Tito Ungkap Data Dukcapil Diperbarui Setiap Detik: Kita Mau Masyarakat Mudah

Menteri Dalam Negeri Muhammad Tito Karnavian menegaskan data kependudukan yang dikelola Direktorat Jenderal Kependudukan dan Pencatatan Sipil (Dukcapil) diperbarui secara real-time.

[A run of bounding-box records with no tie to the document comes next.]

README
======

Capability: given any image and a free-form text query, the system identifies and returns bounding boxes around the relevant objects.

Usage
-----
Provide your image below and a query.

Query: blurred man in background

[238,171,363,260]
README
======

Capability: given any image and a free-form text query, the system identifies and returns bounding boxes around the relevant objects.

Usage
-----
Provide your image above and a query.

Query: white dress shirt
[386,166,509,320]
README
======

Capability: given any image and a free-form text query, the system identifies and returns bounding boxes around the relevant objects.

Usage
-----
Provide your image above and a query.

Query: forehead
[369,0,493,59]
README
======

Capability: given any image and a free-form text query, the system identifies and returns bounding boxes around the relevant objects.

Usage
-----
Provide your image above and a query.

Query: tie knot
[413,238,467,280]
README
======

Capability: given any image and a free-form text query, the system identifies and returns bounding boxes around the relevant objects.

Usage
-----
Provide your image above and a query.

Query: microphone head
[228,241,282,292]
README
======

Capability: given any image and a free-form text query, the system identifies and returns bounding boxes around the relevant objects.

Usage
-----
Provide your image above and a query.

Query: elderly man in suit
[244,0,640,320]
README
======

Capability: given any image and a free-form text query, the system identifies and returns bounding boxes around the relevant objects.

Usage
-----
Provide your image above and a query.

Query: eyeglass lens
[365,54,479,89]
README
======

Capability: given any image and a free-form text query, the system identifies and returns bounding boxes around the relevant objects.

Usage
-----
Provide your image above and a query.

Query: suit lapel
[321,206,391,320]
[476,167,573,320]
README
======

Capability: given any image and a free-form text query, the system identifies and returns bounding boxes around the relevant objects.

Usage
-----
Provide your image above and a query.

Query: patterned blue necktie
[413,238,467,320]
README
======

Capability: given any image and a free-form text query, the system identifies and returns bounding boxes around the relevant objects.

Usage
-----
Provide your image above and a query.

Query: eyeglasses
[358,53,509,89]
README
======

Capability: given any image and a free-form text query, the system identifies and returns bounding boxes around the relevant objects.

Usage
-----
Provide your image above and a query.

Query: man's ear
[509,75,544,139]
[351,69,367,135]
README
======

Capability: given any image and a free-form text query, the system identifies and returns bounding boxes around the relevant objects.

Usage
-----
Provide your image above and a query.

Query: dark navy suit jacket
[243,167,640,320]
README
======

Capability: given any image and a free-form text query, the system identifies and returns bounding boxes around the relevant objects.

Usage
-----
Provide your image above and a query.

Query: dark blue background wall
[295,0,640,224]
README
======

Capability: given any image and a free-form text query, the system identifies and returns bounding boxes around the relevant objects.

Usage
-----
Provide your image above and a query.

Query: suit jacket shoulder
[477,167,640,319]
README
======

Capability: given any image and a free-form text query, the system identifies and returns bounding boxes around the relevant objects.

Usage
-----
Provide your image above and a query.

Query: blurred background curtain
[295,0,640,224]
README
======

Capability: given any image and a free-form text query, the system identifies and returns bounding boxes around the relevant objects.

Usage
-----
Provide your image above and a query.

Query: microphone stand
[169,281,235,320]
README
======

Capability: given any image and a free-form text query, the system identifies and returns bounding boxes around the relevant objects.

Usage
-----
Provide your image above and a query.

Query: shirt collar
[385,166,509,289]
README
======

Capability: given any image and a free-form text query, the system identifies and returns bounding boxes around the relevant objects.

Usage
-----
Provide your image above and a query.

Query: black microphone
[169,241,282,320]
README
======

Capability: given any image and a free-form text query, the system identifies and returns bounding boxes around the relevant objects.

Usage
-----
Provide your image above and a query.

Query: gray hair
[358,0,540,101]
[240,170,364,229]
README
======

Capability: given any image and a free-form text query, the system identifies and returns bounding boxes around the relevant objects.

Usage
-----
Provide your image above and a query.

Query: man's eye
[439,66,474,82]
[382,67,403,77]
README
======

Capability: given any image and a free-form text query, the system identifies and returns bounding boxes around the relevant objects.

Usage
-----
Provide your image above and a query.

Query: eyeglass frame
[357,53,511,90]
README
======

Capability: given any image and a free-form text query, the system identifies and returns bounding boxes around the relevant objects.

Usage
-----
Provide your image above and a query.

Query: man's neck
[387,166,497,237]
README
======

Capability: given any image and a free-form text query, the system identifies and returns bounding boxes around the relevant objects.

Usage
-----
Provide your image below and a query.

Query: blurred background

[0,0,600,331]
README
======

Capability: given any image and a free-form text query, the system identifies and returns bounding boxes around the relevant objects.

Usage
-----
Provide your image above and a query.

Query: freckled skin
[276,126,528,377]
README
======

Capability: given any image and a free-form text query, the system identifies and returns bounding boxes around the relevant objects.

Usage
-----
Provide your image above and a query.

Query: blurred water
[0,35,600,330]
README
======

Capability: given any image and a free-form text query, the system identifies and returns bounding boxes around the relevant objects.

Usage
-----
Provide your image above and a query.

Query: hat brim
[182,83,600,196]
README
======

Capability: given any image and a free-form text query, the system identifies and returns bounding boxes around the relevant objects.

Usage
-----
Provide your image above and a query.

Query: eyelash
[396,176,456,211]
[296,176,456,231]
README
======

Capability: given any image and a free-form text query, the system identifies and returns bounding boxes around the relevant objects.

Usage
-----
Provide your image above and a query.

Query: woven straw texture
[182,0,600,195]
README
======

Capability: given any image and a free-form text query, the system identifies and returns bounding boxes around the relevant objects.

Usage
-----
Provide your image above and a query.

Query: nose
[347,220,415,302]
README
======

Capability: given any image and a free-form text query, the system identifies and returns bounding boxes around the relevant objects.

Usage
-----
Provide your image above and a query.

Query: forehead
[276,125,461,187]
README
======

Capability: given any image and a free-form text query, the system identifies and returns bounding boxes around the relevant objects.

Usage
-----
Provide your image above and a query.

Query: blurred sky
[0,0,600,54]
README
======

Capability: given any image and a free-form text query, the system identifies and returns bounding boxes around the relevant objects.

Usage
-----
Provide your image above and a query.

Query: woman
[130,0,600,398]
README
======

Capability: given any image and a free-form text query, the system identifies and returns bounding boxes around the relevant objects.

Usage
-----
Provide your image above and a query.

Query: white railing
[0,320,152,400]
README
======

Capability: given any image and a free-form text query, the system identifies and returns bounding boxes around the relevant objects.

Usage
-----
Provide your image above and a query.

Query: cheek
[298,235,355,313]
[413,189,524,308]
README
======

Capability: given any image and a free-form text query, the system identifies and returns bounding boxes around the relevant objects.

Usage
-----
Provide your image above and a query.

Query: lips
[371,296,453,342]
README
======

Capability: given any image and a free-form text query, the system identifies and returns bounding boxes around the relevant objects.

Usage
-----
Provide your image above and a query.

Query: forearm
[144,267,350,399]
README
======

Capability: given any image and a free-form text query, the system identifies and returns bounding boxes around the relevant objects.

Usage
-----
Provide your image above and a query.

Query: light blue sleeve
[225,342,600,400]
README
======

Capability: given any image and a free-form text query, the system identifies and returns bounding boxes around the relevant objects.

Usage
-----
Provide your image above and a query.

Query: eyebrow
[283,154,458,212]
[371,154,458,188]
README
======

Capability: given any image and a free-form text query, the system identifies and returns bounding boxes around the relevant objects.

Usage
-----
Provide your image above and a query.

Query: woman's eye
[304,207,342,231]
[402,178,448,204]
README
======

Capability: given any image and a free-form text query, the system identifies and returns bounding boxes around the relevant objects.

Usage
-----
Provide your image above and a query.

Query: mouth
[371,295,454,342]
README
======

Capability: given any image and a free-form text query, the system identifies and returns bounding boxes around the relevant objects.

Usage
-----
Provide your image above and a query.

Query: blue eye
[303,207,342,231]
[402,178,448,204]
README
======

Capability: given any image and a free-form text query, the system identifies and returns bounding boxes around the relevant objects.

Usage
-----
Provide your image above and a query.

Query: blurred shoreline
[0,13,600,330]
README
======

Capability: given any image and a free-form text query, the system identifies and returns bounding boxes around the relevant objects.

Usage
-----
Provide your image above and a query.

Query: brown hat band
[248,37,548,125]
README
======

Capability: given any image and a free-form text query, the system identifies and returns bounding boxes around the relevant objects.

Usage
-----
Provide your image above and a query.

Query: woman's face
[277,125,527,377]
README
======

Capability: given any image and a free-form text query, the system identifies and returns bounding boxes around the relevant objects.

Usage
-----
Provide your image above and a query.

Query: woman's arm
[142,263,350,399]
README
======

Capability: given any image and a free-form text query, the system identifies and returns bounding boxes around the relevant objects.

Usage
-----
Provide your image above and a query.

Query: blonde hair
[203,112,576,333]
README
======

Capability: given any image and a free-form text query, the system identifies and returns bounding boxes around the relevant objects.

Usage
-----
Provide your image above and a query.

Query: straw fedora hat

Menurutnya, pembaruan data yang berlangsung setiap detik menjadi dasar pemerintah menghadirkan layanan publik yang lebih cepat dan mudah diakses masyarakat.
"Data ini adalah data yang bergerak. Hitungannya bukan hari, jam, menit, detik. Kenapa? Karena tiap hampir tiap detik, hampir minimal tiap menit, ada yang lahir. Menerbitkan akte kelahiran. Kita ingin membuat masyarakat lebih mudah lagi," kata Tito dalam Rapat Koordinasi Nasional Dukcapil dan Rilis Data Kependudukan Semester I Tahun 2026, Jakarta, Senin (3/8).
Tito mengatakan, data yang dihimpun Dukcapil berasal dari seluruh kabupaten dan kota di Indonesia. Setiap perubahan data penduduk langsung dikirim ke server Kemendagri sehingga menjadi basis data kependudukan yang selalu mutakhir.
Ia menyebut saat ini data Dukcapil mencakup sekitar 297 juta penduduk Indonesia dan dilengkapi informasi biometrik hingga iris mata.
"Karena saya seperti sampaikan tadi, bahwa data terlengkap penduduk Indonesia itu adanya di Dukcapil. Lebih kurang 297 juta penduduk Indonesia ya, nanti akan kita rilis, itu terdata di Dukcapil, Itu mendekati 99%. Sudah ada wajahnya, face recognition. Sudah ada sidik jarinya, fingerprint. Ada lagi iris, retina mata," jelas dia.
Menurut Tito, pembaruan data secara terus-menerus menjadi fondasi berbagai program transformasi digital pemerintah. Salah satunya ialah integrasi layanan kesehatan dengan Dukcapil yang akan diluncurkan pada pekan ini.
"Data ini yang paling up to date. Update-nya bukan tiga bulan sekali, update-nya setiap detik, real time," ujarnya.
Melalui kerja sama tersebut, bayi yang lahir di rumah sakit atau puskesmas akan langsung tercatat dalam sistem kependudukan dan akta kelahirannya diterbitkan langsung secara daring.
Ia menjelaskan pemerintah juga tengah mengembangkan sistem pemerintahan berbasis elektronik (SPBE) dan program Satu Data Indonesia yang menjadikan data Dukcapil sebagai fondasi utama berbagai layanan publik digital.
Menurut Tito, karena menjadi fondasi transformasi digital, pemerintah terus memperkuat infrastruktur teknologi informasi Dukcapil, mulai dari kapasitas penyimpanan data, bandwidth, hingga sistem keamanan siber agar layanan tetap berjalan cepat dan aman.